Hackney loved her grad program, but going into her practicum she wasn’t exactly sure what would come after she graduated in the spring of 2010 – specifically, how or where she’d apply what she had been studying.
In West Virginia, she worked beside several medical students who shared her commitment to social justice and environmental advocacy. Physicians don’t have to be confined to clinics and hospitals, she realized. Then followed the “aha” moment, there in the decaying hills of West Virginia coal country, the threads of the past decade all coming together. Hackney decided to become a medical doctor.
Back home in Staunton, she picked up CNA and EMT certifications and started working at the Augusta Medical Center. With her sights turned to medical school, Hackney contacted Dr. Roman Miller, one of her biology professors from her undergraduate days during EMU Act I, for some guidance.

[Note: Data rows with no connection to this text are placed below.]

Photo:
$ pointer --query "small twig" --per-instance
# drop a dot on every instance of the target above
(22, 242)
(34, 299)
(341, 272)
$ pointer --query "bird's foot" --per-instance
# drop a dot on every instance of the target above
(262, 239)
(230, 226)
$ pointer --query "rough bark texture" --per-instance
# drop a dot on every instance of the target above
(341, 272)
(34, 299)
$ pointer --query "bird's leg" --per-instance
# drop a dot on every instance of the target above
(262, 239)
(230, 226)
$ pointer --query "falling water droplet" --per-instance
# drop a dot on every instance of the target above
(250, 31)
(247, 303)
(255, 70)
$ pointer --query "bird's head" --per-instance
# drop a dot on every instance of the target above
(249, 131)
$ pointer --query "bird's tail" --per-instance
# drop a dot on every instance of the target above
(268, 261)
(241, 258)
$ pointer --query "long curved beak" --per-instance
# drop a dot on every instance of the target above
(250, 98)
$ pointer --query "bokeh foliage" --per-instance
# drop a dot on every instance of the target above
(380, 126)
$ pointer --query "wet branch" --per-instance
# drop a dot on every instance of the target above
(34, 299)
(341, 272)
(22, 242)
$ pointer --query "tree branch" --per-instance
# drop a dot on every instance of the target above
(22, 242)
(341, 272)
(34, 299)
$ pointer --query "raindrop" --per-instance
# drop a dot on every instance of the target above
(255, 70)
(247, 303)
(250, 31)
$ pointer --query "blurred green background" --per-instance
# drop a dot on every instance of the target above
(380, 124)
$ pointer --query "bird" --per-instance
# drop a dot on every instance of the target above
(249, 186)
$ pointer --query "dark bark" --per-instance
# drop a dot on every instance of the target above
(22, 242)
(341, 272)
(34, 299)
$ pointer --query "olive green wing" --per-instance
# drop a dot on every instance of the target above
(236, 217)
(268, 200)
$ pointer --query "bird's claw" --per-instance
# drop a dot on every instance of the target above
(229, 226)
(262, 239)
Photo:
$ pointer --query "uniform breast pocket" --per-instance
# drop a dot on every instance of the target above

As she and Miller corresponded, he mentioned that EMU was planning to launch a new graduate program in biomedicine that would prepare students with college degrees in other fields to enter medical school. And yet again, amazingly, completely unexpectedly, Hackney’s evolving life plans had pointing her back to Harrisonburg, 30 miles north of Staunton. The timing, the closeness to home, the small class size, the familiarity, it just made sense.
Now, Transitioning to Medicine
Now in her first semester of the program, Hackney hopes this third stint at EMU will be her shortest. She plans to earn a one-year certificate, before taking the MCAT next spring and applying to medical schools next summer. If all goes according to current plan (always subject to change, Hackney avers), she’ll start med school in the fall of 2014.
Approaching the halfway point of her first semester of Act III at EMU, Hackney is studying organic chemistry, physics, developmental biology and taking a biomedicine seminar. Back in a science lab for the first time in seven years, she finds the work difficult, sometimes overwhelming, and thoroughly enjoyable.
“It’s funny the way things work out,” Hackney says, looking back on the unexpected ways she ended up at EMU, and once again, and then yet again.
It all makes sense in retrospect, each step building on the last, nonlinear but still connected way points on a route that continues to unfold.